What about leaves? Tree trimmings? Waste packaging?

And what about perfume that’s outdated?

Wooster entrepreneur Don Bogner wants to turn it into ethanol.

New industry. Bogner is banking on the birth of a new industry – the biomass-to-ethanol technology.

The genesis of this industry spurred his company’s name, Genahol. He’s hoping the genesis of this technology will spur a solid waste revolution.

More than just corn. Typically, when we think of ethanol production, we think of corn. But other things can be used to produce ethanol, including food processing waste, paper pulp and other solid waste Bogner calls “green waste.”
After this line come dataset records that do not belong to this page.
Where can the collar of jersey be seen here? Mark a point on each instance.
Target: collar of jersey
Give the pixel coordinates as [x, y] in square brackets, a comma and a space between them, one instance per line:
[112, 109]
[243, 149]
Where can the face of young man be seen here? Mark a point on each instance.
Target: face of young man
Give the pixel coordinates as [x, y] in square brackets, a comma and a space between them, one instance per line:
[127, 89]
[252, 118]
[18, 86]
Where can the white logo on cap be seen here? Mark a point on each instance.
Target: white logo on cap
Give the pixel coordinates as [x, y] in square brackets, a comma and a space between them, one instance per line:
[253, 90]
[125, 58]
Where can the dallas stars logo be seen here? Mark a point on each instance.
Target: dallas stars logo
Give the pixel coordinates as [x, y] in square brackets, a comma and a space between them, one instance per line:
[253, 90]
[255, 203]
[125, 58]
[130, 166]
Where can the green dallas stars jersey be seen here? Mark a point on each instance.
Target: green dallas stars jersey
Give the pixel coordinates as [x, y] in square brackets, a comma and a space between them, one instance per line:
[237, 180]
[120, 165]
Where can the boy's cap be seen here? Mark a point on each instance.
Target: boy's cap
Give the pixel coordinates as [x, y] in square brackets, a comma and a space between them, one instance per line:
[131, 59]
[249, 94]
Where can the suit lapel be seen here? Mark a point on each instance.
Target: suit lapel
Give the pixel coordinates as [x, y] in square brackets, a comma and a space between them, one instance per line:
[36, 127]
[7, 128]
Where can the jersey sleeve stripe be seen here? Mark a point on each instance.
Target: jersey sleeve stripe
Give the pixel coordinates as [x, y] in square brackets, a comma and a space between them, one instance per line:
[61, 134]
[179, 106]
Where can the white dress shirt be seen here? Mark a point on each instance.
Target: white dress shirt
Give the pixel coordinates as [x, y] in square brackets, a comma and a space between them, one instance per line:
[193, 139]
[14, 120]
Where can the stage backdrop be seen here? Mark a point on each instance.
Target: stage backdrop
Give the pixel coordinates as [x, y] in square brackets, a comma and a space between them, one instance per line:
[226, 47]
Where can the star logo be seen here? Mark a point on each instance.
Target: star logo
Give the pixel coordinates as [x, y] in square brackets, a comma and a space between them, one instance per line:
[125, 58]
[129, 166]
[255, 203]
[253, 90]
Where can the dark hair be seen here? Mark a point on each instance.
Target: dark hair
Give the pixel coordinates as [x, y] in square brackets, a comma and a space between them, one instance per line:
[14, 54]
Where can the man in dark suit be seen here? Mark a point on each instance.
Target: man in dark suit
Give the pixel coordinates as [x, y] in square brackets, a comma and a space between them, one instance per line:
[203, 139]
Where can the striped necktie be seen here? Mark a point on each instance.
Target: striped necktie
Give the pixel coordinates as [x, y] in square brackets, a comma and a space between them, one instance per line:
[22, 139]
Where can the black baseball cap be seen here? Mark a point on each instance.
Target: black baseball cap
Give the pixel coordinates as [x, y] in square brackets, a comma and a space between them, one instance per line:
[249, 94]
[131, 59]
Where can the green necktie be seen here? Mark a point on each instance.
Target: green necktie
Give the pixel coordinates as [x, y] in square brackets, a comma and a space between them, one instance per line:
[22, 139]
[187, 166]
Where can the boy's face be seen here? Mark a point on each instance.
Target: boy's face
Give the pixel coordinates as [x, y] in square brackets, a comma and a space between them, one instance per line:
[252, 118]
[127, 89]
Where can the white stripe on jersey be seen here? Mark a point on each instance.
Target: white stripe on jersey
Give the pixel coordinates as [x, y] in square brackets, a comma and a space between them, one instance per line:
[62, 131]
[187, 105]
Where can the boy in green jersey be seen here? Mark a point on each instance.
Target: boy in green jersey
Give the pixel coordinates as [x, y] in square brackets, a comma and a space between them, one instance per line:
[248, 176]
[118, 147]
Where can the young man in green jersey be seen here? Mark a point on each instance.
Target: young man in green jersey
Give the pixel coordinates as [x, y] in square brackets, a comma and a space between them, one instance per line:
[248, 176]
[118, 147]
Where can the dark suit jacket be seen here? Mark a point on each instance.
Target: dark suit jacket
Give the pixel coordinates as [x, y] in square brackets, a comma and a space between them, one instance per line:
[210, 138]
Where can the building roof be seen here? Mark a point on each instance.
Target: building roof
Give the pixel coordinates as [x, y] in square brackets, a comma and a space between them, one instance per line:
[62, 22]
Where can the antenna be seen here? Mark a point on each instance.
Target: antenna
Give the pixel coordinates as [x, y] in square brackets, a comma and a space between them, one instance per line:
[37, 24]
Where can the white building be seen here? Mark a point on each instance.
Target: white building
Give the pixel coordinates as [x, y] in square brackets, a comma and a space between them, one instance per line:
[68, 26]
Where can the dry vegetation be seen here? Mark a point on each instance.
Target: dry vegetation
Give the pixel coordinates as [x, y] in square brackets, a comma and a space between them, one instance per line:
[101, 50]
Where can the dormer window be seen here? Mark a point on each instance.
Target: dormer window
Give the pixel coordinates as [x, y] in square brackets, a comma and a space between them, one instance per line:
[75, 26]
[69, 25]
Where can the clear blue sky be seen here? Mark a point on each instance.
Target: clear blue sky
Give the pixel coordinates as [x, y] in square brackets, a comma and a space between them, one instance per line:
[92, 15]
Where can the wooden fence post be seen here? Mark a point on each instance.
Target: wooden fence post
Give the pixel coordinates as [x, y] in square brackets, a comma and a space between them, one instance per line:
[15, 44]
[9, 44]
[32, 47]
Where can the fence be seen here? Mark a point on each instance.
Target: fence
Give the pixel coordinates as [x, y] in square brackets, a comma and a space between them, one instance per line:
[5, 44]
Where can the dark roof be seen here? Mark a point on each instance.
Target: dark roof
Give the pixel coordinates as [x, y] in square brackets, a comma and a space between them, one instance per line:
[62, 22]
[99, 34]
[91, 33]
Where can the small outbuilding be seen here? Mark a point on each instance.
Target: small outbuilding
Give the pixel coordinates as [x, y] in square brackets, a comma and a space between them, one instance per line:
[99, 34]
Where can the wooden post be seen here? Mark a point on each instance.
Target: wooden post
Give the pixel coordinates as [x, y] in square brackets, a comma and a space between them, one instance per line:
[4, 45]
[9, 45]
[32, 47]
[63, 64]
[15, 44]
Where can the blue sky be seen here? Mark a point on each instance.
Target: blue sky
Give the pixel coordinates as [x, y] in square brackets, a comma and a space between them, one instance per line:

This next generation of ethanol plants would reduce the amount of waste going into treatment plants and landfills and end up with a renewable fuel.

Bogner is hoping this biomass, or green waste, will play an important role in both energy generation and waste disposal for municipalities.

“I don’t say we’re an ethanol producer,” Bogner said. “We’re a trash-to-ethanol producer.”

Will it work? Genahol recently received a $65,000 grant from the Solid Waste Authority of Central Ohio to study whether or not such an ethanol production plant could work on a portion of land that used to be a waste incinerator for the city of Columbus.

“The technology is there,” Bogner said. “The trick is that it’s never been done on a big scale.”

Ready for market. Genahol’s licensed process uses dilute acid hydrolysis in converting the cellulose to glucose. The resulting sugars are then fermented to ethanol and distilled.

Genahol has an exclusive license to use a patented process developed by a Montana State University professor to produce ethanol from municipal solid waste and green waste.

Biomass-to-ethanol technologies are still in the demonstration phase, but Bogner is convinced his process will be a commercial success.

Small talk. One of the reasons he believes his approach will work is that he’s not talking about a massive, hugely expensive, 50-million gallon ethanol plant.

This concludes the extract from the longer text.